The Portrayal of Women in Sayeeda Khanum’s Photos
Sayeeda Khanum’s personal collection of photos remains largely unexplored. The photographs that we see span the 1950s till the 2000s and they are mostly a documentation of Bengali women. They bear testament to a cultural and political understanding, to her struggles.
On the covers of Begum magazine, she highlighted the role of women in all spheres of life. She photographed celebrities and non-celebrities alike from villages and cities. We know for instance, of Julia Margaret Cameron’s (born in Calcutta, 1815-1879) photographs of her close associates in intimate settings from the same region. One hundred and twenty-two years after Julia’s birth, Sayeeda too captured the lives of those close to her. Julia took photos in her studio, using a box camera; Sayeeda used her Rolleicord both indoors and outdoors.
The women in Sayeeda Khanum’s photographs are romantic, sentimental, melancholic, and yet independent fighters. Her subjects are seen in sailing boats, in old houses (Figure 3), with paint brush in hand, in prayer, arranging flowers in vases. The play of light and shadow of women posed in balconies, by windows and at the same time, carrying rifles, preparing for war, creates a diverse oeuvre. These photos were not reportage, but a portrayal of the lives of woman in cinematic or pictorial style. Little difference can be found between commissioned works and her personal photographs. In her pictures, the private and public lives of women are attended to similarly. It appears that she knew her subjects well and transformed interactions into photographs.
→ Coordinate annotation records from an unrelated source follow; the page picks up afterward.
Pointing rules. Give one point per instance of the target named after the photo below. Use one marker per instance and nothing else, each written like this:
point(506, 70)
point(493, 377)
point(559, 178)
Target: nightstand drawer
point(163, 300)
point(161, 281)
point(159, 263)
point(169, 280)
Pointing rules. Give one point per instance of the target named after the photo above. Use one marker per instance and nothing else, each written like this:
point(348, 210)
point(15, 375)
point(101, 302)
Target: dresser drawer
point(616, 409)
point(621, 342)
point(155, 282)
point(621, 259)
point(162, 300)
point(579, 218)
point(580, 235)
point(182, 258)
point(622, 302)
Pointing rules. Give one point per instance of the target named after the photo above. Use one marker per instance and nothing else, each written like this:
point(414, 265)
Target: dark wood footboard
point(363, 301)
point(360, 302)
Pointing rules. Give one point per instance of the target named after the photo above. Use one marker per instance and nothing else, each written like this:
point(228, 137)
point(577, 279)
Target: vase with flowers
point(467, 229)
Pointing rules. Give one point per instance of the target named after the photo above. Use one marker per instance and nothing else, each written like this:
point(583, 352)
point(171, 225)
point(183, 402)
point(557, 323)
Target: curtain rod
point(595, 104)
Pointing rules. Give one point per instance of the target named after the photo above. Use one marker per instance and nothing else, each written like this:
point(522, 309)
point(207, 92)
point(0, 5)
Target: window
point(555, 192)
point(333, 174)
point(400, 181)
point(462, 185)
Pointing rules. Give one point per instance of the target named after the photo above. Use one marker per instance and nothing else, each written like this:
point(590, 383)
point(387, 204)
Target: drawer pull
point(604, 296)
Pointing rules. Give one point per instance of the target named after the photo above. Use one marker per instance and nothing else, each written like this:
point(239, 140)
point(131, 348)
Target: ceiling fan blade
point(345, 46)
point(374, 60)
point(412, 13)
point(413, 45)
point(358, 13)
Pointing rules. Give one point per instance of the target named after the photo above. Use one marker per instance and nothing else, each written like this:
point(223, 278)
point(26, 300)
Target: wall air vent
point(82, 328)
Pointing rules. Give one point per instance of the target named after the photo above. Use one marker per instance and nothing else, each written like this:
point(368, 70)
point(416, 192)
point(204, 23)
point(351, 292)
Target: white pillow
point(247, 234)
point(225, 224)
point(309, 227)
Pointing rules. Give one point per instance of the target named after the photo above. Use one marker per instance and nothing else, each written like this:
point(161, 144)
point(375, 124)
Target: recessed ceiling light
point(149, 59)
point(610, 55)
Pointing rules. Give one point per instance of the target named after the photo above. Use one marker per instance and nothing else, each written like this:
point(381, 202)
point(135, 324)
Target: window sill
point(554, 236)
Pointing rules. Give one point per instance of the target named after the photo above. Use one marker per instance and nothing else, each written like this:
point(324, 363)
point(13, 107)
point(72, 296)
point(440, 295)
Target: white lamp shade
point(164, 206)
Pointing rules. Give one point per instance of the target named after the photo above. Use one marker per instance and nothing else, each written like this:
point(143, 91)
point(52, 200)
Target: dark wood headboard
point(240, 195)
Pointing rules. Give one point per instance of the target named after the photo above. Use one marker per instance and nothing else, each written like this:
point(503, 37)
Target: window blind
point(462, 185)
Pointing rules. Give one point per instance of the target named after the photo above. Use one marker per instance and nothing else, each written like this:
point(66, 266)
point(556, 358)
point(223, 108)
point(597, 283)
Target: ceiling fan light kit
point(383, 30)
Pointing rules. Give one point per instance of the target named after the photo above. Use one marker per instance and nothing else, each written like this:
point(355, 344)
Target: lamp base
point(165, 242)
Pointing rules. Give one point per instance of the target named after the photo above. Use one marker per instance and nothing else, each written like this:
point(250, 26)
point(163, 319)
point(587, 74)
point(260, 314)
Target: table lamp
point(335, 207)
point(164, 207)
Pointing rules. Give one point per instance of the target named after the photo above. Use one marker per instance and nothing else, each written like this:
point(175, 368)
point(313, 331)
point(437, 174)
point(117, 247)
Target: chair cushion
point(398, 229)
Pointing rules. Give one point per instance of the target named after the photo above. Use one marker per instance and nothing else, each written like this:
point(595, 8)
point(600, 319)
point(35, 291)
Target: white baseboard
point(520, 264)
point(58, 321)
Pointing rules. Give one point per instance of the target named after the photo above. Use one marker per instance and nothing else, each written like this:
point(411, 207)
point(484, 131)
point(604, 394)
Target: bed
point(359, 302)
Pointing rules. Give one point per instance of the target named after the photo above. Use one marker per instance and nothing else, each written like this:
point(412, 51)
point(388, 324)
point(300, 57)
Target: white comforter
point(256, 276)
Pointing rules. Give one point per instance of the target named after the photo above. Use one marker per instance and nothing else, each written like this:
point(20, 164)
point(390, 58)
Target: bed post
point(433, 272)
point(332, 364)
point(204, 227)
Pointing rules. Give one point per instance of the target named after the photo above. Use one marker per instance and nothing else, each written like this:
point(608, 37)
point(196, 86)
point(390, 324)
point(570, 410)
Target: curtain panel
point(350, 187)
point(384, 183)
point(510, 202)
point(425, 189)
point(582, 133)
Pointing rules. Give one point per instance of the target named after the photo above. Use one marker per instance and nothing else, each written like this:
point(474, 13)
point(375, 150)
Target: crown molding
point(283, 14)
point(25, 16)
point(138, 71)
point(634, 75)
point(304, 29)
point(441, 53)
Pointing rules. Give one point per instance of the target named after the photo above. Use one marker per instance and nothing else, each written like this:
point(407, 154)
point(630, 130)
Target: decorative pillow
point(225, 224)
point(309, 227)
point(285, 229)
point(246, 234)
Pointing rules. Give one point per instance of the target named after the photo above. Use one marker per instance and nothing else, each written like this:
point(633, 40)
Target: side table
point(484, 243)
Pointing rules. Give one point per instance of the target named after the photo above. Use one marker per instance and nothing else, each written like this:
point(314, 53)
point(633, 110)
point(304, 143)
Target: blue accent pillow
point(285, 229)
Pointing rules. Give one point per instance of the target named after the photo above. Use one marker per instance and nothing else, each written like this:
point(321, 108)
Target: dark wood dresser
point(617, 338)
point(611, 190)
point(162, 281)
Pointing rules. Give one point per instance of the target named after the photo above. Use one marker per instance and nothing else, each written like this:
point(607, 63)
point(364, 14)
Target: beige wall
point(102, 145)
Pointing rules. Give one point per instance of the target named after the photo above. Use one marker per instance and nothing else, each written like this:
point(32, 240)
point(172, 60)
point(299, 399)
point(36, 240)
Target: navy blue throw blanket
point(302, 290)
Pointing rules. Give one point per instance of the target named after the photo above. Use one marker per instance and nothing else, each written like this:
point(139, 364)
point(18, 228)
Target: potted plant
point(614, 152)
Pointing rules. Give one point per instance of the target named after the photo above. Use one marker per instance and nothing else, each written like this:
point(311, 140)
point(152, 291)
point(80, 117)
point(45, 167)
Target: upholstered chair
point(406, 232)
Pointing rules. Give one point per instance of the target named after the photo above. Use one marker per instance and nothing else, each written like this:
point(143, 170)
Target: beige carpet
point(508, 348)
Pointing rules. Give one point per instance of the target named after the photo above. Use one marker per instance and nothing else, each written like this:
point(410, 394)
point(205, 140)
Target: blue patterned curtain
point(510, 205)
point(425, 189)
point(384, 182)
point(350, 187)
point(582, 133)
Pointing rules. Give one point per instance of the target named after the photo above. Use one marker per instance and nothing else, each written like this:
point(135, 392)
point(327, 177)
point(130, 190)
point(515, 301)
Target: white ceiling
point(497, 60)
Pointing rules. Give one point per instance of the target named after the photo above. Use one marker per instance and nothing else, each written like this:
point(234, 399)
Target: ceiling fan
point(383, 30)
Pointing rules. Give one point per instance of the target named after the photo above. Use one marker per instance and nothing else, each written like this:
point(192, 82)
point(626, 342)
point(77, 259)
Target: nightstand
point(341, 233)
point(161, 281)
Khanum passed away on 18 August 2020. Her works were never given their due recognition during her lifetime. A large portion of Sayeeda Khanum’s archives are yet to be found – and finding these will surely facilitate further research into the life and contribution/s of a forgotten pioneer.
Notes
[1] Kabuliwala refers to the Afghans of Kolkata who made a living as traders, sellers and hawkers. It became a household term in Bengal after the publication of Rabindranath Tagore’s short story of the same name in 1892. See Rabindranath Tagore, ‘Kabuliwala’, in Galpa Guchcha (Dhaka: Nouroj Sahitya Sangsad, 1990), 84–89.
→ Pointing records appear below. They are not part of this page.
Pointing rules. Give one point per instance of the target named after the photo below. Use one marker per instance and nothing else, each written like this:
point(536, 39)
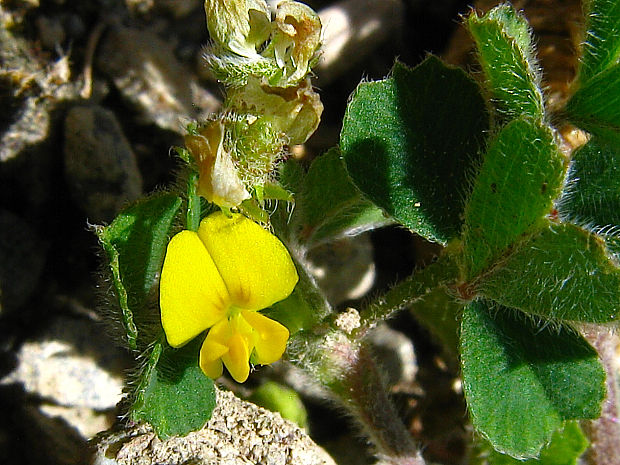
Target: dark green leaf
point(135, 243)
point(565, 448)
point(174, 396)
point(562, 272)
point(596, 104)
point(602, 42)
point(591, 198)
point(331, 205)
point(399, 151)
point(521, 175)
point(506, 54)
point(592, 194)
point(523, 380)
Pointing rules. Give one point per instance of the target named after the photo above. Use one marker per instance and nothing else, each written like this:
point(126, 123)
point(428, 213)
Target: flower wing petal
point(254, 264)
point(272, 336)
point(193, 296)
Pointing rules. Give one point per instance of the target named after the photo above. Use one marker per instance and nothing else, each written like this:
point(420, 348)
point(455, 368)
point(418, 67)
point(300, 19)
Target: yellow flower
point(219, 278)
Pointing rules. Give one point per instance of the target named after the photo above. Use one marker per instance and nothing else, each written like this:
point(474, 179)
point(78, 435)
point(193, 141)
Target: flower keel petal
point(237, 359)
point(271, 338)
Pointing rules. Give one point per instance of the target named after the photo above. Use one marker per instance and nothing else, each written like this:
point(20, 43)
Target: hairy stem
point(193, 202)
point(408, 291)
point(363, 392)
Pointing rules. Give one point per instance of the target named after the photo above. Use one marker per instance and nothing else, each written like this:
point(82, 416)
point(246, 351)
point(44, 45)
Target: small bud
point(239, 26)
point(219, 180)
point(294, 42)
point(293, 111)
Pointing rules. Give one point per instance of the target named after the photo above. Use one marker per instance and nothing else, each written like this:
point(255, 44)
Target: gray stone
point(239, 433)
point(147, 73)
point(22, 256)
point(37, 87)
point(100, 166)
point(344, 268)
point(51, 32)
point(72, 364)
point(395, 354)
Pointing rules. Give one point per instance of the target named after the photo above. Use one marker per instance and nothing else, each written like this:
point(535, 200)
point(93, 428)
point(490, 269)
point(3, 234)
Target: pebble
point(232, 437)
point(344, 268)
point(22, 256)
point(100, 167)
point(152, 80)
point(395, 354)
point(71, 364)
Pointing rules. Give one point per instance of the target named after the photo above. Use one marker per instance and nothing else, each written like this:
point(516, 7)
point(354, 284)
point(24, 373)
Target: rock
point(147, 73)
point(178, 8)
point(100, 167)
point(71, 364)
point(395, 354)
point(239, 433)
point(51, 32)
point(31, 437)
point(352, 30)
point(22, 256)
point(344, 268)
point(36, 87)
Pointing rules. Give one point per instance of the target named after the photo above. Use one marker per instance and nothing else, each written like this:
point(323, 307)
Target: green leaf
point(521, 175)
point(507, 58)
point(602, 42)
point(522, 381)
point(592, 195)
point(562, 272)
point(174, 395)
point(331, 205)
point(565, 448)
point(595, 106)
point(135, 244)
point(399, 152)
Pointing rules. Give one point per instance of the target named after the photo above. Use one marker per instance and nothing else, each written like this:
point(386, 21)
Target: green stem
point(408, 291)
point(192, 220)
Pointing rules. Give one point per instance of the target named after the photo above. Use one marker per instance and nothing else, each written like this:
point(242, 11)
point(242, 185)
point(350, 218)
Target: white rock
point(239, 433)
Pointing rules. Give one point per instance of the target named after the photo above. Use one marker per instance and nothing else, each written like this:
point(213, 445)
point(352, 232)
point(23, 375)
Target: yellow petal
point(210, 354)
point(214, 346)
point(192, 295)
point(270, 342)
point(254, 264)
point(237, 359)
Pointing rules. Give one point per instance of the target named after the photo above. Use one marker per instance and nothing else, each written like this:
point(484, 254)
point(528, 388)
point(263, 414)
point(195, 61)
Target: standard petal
point(237, 359)
point(254, 264)
point(270, 342)
point(192, 295)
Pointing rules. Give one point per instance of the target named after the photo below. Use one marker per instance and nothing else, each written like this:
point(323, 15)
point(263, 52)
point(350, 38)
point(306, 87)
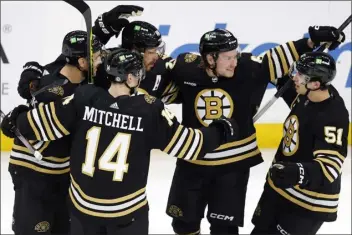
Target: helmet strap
point(133, 90)
point(215, 57)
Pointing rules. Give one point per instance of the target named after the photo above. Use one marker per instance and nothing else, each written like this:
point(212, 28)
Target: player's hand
point(326, 34)
point(287, 174)
point(228, 126)
point(9, 121)
point(29, 81)
point(117, 18)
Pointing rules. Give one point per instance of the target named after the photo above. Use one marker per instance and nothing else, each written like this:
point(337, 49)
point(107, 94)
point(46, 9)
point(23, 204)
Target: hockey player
point(139, 35)
point(223, 81)
point(112, 136)
point(303, 185)
point(41, 187)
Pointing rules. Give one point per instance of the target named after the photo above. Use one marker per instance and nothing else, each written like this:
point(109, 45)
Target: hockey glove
point(288, 174)
point(112, 22)
point(326, 34)
point(228, 126)
point(29, 81)
point(9, 121)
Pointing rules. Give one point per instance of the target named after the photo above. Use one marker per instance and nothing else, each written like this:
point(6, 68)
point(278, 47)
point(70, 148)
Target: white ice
point(160, 176)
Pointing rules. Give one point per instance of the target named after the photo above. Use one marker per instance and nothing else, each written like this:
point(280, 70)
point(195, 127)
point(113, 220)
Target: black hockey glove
point(9, 121)
point(288, 174)
point(326, 34)
point(29, 81)
point(228, 126)
point(112, 22)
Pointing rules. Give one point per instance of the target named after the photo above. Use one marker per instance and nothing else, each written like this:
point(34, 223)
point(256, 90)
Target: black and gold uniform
point(222, 176)
point(302, 187)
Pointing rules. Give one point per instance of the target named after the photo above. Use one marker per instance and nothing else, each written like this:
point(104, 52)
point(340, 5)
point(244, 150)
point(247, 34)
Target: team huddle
point(96, 139)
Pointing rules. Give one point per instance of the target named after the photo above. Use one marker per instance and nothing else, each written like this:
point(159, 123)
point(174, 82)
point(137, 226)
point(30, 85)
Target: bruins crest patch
point(189, 58)
point(58, 90)
point(149, 99)
point(42, 227)
point(175, 212)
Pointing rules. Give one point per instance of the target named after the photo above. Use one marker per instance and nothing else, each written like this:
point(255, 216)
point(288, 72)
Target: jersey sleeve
point(49, 121)
point(290, 95)
point(330, 145)
point(182, 142)
point(276, 62)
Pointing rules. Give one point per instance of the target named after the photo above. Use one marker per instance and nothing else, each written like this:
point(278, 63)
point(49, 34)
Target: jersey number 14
point(119, 145)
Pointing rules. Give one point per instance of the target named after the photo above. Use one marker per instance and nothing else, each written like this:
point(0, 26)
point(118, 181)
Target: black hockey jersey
point(56, 153)
point(204, 98)
point(111, 143)
point(314, 133)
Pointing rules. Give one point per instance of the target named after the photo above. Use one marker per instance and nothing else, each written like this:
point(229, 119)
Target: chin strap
point(133, 90)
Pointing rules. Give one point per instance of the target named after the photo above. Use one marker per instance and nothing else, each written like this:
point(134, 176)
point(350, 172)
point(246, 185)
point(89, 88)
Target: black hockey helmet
point(74, 45)
point(315, 66)
point(121, 62)
point(217, 40)
point(141, 35)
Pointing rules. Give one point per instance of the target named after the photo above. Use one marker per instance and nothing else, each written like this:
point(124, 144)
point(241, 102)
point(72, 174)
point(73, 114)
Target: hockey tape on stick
point(289, 83)
point(83, 7)
point(35, 152)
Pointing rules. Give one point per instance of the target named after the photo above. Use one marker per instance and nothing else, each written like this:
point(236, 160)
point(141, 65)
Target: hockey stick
point(289, 83)
point(83, 7)
point(35, 152)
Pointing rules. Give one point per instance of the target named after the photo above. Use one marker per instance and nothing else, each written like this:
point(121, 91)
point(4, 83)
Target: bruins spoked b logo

[2] Sayeeda Khanum, Smritir Path Beye (Dhaka: Yukta Prokashono, 2013), 37.
[3] Mahmuda Khatun, Pasharini (Kolkata: Manasi Press, 1931).
[4] Khanum, Smritir Path Beye, op. cit., 15.
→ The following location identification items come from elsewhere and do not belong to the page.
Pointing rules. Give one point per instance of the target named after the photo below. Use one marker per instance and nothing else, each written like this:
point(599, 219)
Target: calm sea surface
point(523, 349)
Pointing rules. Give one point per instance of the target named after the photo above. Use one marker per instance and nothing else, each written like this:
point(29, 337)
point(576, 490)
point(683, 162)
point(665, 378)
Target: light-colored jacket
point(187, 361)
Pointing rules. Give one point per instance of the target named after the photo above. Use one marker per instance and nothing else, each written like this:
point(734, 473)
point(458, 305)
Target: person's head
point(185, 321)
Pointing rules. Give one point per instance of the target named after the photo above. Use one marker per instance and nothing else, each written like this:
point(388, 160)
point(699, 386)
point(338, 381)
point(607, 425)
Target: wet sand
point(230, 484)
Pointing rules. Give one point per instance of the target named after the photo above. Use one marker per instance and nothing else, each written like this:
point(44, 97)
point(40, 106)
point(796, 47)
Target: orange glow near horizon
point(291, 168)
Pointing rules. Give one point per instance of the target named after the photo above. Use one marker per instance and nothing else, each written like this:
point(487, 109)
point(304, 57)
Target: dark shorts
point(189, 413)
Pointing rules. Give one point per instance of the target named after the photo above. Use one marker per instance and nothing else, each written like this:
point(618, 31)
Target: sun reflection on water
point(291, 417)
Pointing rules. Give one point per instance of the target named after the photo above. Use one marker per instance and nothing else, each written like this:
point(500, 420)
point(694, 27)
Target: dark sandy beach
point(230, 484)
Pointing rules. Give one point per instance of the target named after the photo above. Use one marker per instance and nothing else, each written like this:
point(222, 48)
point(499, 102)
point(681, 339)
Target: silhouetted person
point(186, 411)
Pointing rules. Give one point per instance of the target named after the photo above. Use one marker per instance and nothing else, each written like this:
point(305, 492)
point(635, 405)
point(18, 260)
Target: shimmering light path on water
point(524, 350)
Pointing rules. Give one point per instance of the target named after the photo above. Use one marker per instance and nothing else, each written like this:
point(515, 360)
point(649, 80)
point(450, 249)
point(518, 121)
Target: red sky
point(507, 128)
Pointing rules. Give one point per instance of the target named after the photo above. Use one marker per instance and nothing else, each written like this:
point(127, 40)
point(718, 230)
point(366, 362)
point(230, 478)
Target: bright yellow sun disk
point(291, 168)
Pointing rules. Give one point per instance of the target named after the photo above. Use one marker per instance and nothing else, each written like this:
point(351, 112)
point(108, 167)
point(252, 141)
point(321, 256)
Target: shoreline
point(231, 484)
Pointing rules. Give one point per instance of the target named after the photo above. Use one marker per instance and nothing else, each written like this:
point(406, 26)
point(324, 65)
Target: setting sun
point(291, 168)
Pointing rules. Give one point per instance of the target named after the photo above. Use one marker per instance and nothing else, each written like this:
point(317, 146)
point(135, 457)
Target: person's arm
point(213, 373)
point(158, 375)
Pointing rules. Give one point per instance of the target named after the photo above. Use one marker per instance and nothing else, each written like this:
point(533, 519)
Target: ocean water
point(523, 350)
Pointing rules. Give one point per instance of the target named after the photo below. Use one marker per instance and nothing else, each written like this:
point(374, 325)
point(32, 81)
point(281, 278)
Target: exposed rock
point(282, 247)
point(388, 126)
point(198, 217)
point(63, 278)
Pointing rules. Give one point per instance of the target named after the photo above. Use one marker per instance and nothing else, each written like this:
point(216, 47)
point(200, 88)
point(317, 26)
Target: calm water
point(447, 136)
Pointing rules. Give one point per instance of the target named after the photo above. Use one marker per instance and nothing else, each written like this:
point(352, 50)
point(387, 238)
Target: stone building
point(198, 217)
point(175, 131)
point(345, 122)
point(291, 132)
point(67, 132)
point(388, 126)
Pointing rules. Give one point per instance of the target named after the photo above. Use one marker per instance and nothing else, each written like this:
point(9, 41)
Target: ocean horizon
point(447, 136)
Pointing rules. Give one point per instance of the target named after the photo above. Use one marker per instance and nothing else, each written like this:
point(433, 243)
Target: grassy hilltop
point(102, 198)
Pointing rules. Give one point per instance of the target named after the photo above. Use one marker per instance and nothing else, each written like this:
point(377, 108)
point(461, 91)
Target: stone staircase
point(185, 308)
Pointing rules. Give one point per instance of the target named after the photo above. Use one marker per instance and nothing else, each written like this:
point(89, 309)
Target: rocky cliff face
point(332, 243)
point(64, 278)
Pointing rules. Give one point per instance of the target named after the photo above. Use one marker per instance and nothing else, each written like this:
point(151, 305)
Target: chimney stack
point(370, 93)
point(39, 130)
[5] Sayeeda Khanum, Dhulomuthi (Dhaka: Adil Brothers, 1964); Upanyashtroyee (Dhaka: Yukta, 2015); Amar Chokhe Satyajit Ray (Dhaka: Yukta, 2016); and Smritir Path Beye, op. cit.
[6] Khanum, Smritir Path Beye, op. cit., 15.
[7] Khanum, Amar Chokhe Satyajit Ray, op. cit.
[8] Khanum, Smritir Path Beye, op. cit., 71.
Jannatul Mawa is a Dhaka-based photographer, researcher, and human rights activist. She teaches at Pathshala South Asian Media Institute, Dhaka, Bangladesh.